13 janvier 1979. L’Association des Amis de Valentin Brû a constitué son bureau :
Président : Noël Arnaud,
Vice-président : André Lagrange,
Secrétaire-Trésorier : Claude Rameil.

Il y eut dépôt de statuts, premières adhésions, et petit à petit, l’association étoffa ses rangs. Un prestigieux comité de patronage en encourageait les premières initiatives : y figuraient François Le Lionnais et Georges Perec, OuLiPiens, Alain Robbe-Grillet et Armand Salacrou, écrivains ; Yvon Belaval, philosophe, Gérald Antoine, professeur de littérature à la Sorbonne, Yves Robert, cinéaste, Georges-Emmanuel Clancier et René-Louis des Forêts, poètes, Jean Hélion et Félix Labisse, peintres, bref, du beau monde.

Une première grande manifestation, à l’initiative de la Maison de la Culture André Malraux de Reims autour de Queneau et le Cinéma, fut l’occasion de témoigner auprès d’un public plus large de l’existence de l’association ; le compte-rendu des diverses prestations a constitué la matière du numéro 9-10 de la revue (4ème trimestre 1980-1er trimestre 1981). La couverture porte, comme il se doit, le soldat de deuxième classe Valentin Brû en train de balayer la cour de la caserne (Extrait du film de Jean Herman, Le Dimanche de la vie, d’après le roman homonyme de Queneau).

L’Association et sa revue reçurent, au début de la décennie 1980, l’afflux considérable d’adhésions abonnements que leur valut le séminaire mensuel Raymond Queneau, à l’initiative de Mme Claude Debon. Si, de son côté, le temps privait petit à petit « Valentin Brû » de ses amis les plus âgés, le dynamisme du séminaire draina vers Queneau un nombre très important de personnes jeunes, souvent enthousiastes, et dont une proportion non négligeable est à ce jour demeurée fidèle au soldat de deuxième classe. Les noms des actuels administrateurs de l’association sont, pour la plupart, ceux d’étudiantes et étudiants de Mme Debon au cours des années 1980, qui ont assisté au séminaire, et y ont pris la parole, tout en préparant à l’université des mémoires et thèses.
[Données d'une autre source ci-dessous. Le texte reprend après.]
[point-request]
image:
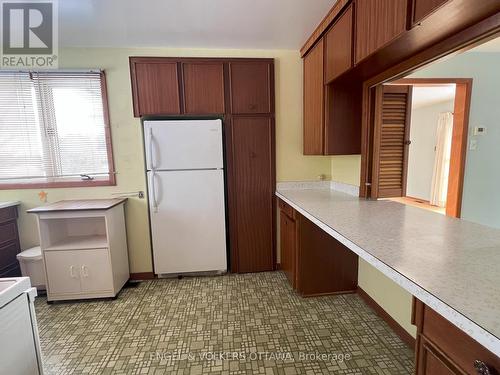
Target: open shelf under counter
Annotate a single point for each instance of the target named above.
(79, 243)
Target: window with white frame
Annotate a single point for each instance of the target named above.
(54, 129)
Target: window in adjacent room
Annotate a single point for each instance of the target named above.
(54, 130)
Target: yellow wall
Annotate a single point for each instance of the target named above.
(127, 139)
(346, 169)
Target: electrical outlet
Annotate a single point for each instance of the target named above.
(479, 130)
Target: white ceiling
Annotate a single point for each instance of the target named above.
(266, 24)
(491, 46)
(428, 95)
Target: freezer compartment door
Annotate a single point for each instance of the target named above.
(183, 144)
(188, 221)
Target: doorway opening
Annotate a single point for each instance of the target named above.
(422, 137)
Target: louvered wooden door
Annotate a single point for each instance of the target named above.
(391, 141)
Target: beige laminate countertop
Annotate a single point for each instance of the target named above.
(9, 204)
(451, 265)
(79, 205)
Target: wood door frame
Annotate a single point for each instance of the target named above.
(468, 38)
(461, 112)
(379, 90)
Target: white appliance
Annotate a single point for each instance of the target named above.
(185, 172)
(20, 353)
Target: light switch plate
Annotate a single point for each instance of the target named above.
(473, 144)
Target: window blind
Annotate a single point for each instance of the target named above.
(52, 126)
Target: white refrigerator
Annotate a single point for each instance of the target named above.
(185, 173)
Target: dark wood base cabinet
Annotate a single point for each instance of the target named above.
(9, 243)
(443, 349)
(314, 262)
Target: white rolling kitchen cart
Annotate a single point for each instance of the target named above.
(84, 248)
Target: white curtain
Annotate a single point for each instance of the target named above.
(439, 188)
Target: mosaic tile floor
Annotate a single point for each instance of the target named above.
(234, 324)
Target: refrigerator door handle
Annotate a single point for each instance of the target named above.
(153, 191)
(151, 145)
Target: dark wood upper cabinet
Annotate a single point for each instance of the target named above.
(314, 106)
(9, 243)
(423, 8)
(155, 87)
(252, 178)
(203, 87)
(339, 46)
(250, 84)
(377, 23)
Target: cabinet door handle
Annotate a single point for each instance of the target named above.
(482, 368)
(85, 271)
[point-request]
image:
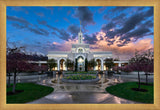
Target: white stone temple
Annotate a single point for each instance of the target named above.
(79, 51)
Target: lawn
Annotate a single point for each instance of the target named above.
(31, 92)
(124, 90)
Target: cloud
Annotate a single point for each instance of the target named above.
(42, 22)
(66, 20)
(125, 51)
(126, 27)
(21, 23)
(108, 26)
(69, 12)
(73, 29)
(84, 15)
(18, 9)
(119, 9)
(101, 10)
(101, 44)
(18, 26)
(90, 39)
(40, 14)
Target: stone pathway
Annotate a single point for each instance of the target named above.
(65, 93)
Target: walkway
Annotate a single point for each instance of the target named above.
(79, 93)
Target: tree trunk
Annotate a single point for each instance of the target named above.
(139, 80)
(14, 83)
(8, 85)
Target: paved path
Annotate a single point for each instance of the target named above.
(79, 93)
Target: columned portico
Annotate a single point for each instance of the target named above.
(81, 52)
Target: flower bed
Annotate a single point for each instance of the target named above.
(80, 77)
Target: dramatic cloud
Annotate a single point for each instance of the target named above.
(22, 23)
(119, 9)
(135, 26)
(124, 52)
(40, 14)
(73, 29)
(84, 15)
(90, 39)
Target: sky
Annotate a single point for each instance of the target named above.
(121, 30)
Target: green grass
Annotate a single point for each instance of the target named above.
(31, 92)
(124, 90)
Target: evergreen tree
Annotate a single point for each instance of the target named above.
(86, 64)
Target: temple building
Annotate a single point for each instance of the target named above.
(79, 51)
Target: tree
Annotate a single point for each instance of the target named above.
(86, 64)
(51, 64)
(17, 62)
(92, 63)
(69, 64)
(109, 63)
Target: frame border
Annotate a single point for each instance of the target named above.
(5, 3)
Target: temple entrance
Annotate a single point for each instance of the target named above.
(98, 64)
(81, 63)
(62, 65)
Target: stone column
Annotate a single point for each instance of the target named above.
(58, 65)
(101, 65)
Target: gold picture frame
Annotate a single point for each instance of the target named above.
(5, 3)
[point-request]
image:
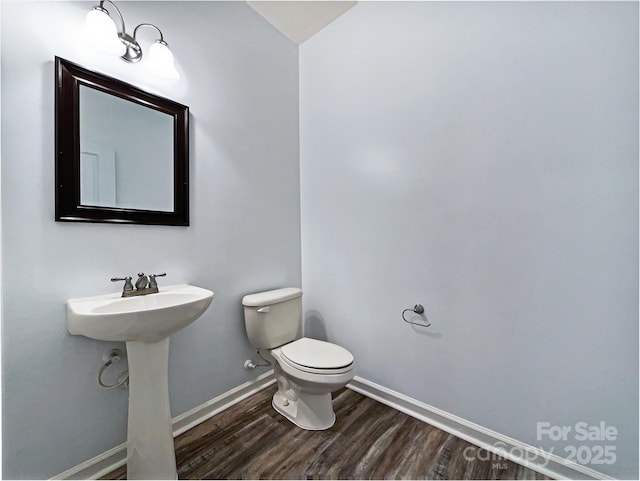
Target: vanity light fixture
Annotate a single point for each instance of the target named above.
(101, 32)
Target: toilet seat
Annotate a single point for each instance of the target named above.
(317, 357)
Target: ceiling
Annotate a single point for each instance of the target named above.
(300, 19)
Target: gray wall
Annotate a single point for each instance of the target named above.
(481, 159)
(240, 80)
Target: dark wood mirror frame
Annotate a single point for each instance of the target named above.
(69, 77)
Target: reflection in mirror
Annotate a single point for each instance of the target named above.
(126, 153)
(121, 153)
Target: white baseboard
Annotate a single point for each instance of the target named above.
(116, 457)
(536, 459)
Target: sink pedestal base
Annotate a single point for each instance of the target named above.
(150, 452)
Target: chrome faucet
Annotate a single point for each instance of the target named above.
(144, 285)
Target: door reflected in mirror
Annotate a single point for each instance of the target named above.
(126, 153)
(121, 153)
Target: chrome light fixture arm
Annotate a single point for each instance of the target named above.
(102, 9)
(134, 51)
(101, 31)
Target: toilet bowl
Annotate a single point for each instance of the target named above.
(307, 370)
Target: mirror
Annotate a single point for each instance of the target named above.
(121, 152)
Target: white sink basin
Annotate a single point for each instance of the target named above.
(145, 323)
(148, 318)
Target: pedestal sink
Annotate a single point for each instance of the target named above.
(145, 324)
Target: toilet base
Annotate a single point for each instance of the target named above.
(313, 412)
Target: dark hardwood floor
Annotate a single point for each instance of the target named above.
(369, 441)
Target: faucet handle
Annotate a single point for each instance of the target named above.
(128, 286)
(152, 279)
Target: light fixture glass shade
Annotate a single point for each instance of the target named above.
(160, 62)
(101, 33)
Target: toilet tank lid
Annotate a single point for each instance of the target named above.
(271, 297)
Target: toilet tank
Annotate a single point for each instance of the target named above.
(273, 318)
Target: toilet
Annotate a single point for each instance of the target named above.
(307, 370)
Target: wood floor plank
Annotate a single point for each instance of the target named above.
(369, 440)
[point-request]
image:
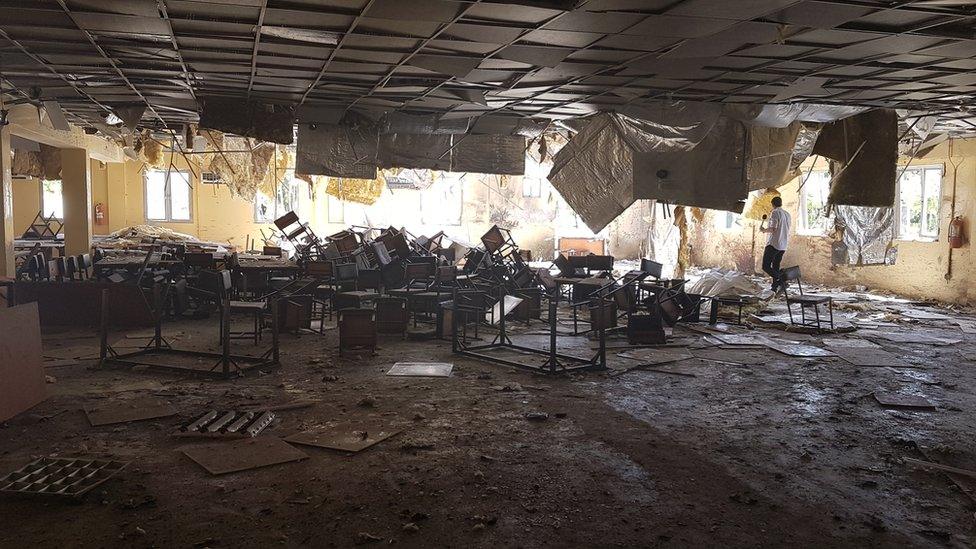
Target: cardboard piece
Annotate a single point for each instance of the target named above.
(865, 356)
(421, 369)
(22, 383)
(343, 438)
(805, 351)
(903, 401)
(125, 411)
(229, 457)
(656, 356)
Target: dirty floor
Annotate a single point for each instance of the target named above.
(734, 445)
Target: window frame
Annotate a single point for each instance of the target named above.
(167, 196)
(40, 188)
(803, 223)
(293, 189)
(728, 221)
(922, 237)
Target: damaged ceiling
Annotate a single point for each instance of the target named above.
(488, 60)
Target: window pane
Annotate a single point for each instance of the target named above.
(53, 200)
(933, 199)
(263, 211)
(156, 195)
(910, 204)
(179, 196)
(813, 217)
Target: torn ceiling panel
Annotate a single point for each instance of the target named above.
(495, 154)
(347, 149)
(865, 150)
(267, 122)
(710, 175)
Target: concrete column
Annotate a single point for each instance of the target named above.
(76, 190)
(6, 206)
(116, 196)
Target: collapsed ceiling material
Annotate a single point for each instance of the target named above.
(274, 123)
(537, 60)
(864, 149)
(683, 153)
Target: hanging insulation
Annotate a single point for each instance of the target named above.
(362, 191)
(760, 204)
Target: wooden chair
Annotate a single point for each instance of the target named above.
(357, 329)
(805, 301)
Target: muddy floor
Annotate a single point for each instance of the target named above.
(729, 445)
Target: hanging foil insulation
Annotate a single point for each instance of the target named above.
(867, 236)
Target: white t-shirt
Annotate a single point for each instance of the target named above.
(779, 222)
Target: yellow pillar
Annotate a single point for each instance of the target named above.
(6, 206)
(76, 190)
(116, 196)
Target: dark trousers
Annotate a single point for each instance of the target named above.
(771, 259)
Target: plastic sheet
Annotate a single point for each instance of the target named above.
(404, 150)
(347, 149)
(398, 122)
(498, 154)
(866, 148)
(770, 155)
(709, 175)
(867, 235)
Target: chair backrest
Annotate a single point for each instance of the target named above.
(791, 274)
(346, 271)
(599, 262)
(652, 268)
(319, 269)
(369, 279)
(215, 282)
(202, 260)
(415, 271)
(286, 220)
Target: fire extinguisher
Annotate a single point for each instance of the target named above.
(955, 232)
(99, 214)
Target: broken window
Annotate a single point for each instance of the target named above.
(919, 198)
(336, 210)
(52, 200)
(813, 204)
(286, 200)
(168, 195)
(531, 187)
(441, 204)
(728, 221)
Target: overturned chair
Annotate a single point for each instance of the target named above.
(805, 301)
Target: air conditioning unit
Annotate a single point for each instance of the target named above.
(211, 178)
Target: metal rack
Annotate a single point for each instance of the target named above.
(555, 362)
(226, 365)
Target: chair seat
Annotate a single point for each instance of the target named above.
(808, 299)
(247, 305)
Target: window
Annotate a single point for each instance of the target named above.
(919, 198)
(441, 204)
(728, 221)
(531, 187)
(168, 195)
(266, 211)
(813, 203)
(52, 201)
(336, 210)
Cet apport éloigna cependant certains administrateurs plus anciens, qui se défiaient de l’Université ; d’autres cependant, membres de la première heure comme André Lagrange, qui demeura vice-président jusqu’à son décès, ou François Caradec, qui rejoignit le conseil d’administration plus tardivement, mais y demeura lui aussi jusqu’à sa mort, appréciaient l’ouverture d’esprit et l’ampleur renouvelée du recrutement que rendit possible, pendant les treize années qu’il dura, le séminaire Queneau.
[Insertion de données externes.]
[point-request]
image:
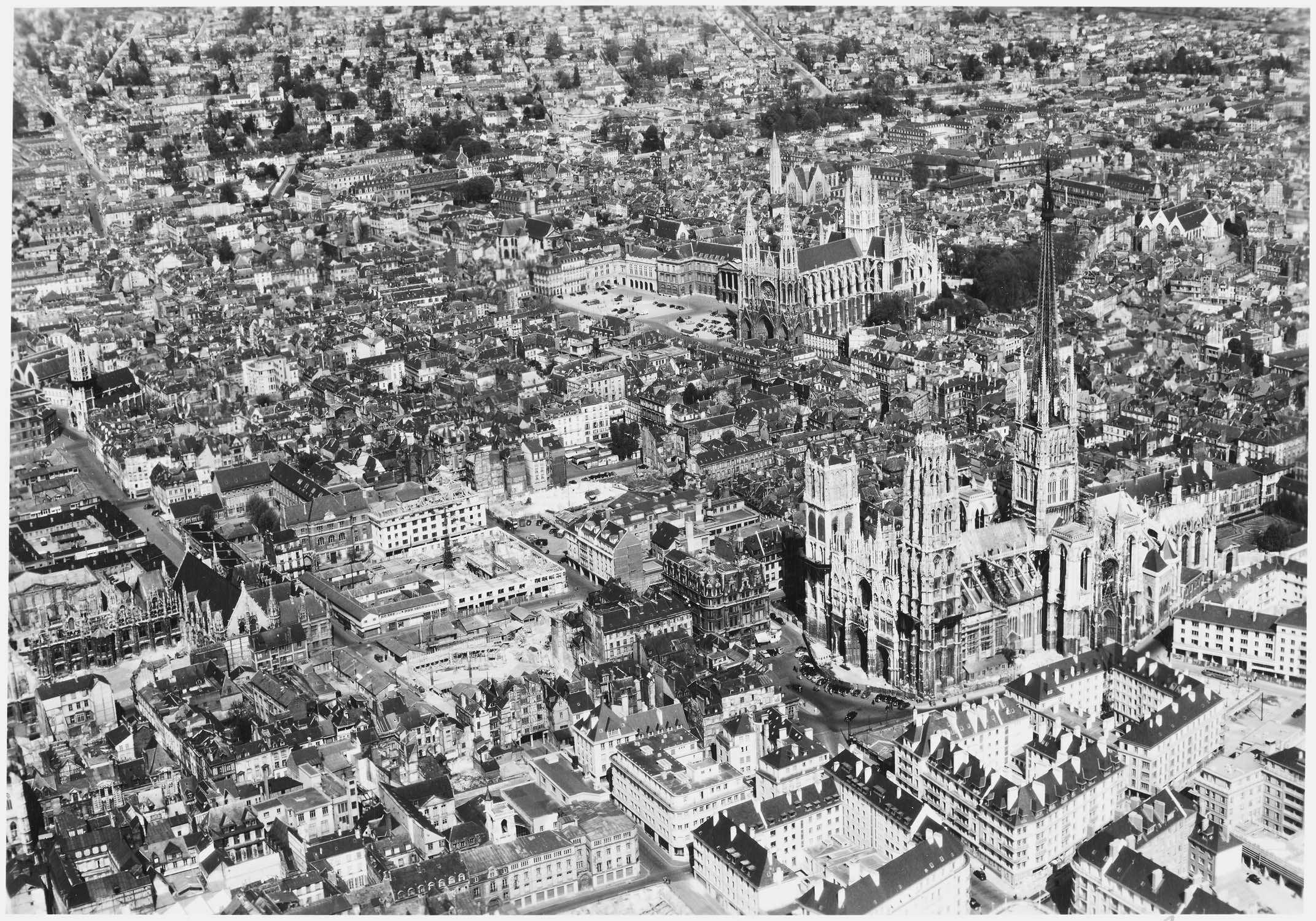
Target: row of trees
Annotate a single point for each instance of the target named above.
(624, 438)
(799, 115)
(808, 54)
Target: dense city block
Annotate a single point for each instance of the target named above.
(658, 461)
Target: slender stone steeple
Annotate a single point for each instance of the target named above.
(774, 168)
(1044, 483)
(790, 251)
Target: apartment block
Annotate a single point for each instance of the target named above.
(669, 785)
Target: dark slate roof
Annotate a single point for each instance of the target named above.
(240, 478)
(874, 890)
(195, 575)
(80, 685)
(748, 858)
(828, 254)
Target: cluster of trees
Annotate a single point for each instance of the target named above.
(693, 394)
(647, 66)
(553, 48)
(224, 251)
(653, 141)
(1274, 538)
(1183, 136)
(624, 438)
(964, 16)
(477, 190)
(808, 54)
(801, 115)
(464, 63)
(890, 307)
(171, 163)
(1006, 277)
(718, 130)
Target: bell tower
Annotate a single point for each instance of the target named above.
(862, 211)
(79, 386)
(928, 575)
(774, 168)
(831, 512)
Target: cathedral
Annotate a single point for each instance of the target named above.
(927, 600)
(828, 287)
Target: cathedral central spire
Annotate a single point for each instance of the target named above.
(1045, 392)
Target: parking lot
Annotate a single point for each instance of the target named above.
(555, 546)
(698, 316)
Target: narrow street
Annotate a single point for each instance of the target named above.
(91, 470)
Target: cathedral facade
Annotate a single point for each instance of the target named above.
(925, 602)
(831, 286)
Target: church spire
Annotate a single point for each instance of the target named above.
(749, 243)
(774, 168)
(1045, 394)
(790, 261)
L’affaire ne fut pas sans vicissitudes, ni sans défaillances, mais bon an mal an, l’Association comptait une petite centaine de membres, et la revue, plus ou moins riche, subsista sous divers avatars : il y eut trente-cinq livraisons des Amis de Valentin Brû, de mai 1977 à mai 1986, que suivirent des Cahiers Raymond Queneau de juillet 1986 à décembre 1993, puis une reprise des Amis de Valentin Brû (nouvelle série) jusqu’en 2000. Le titre Cahiers Raymond Queneau a été alors rétabli, grâce à l’amabilité de M. Jean-Marie Queneau.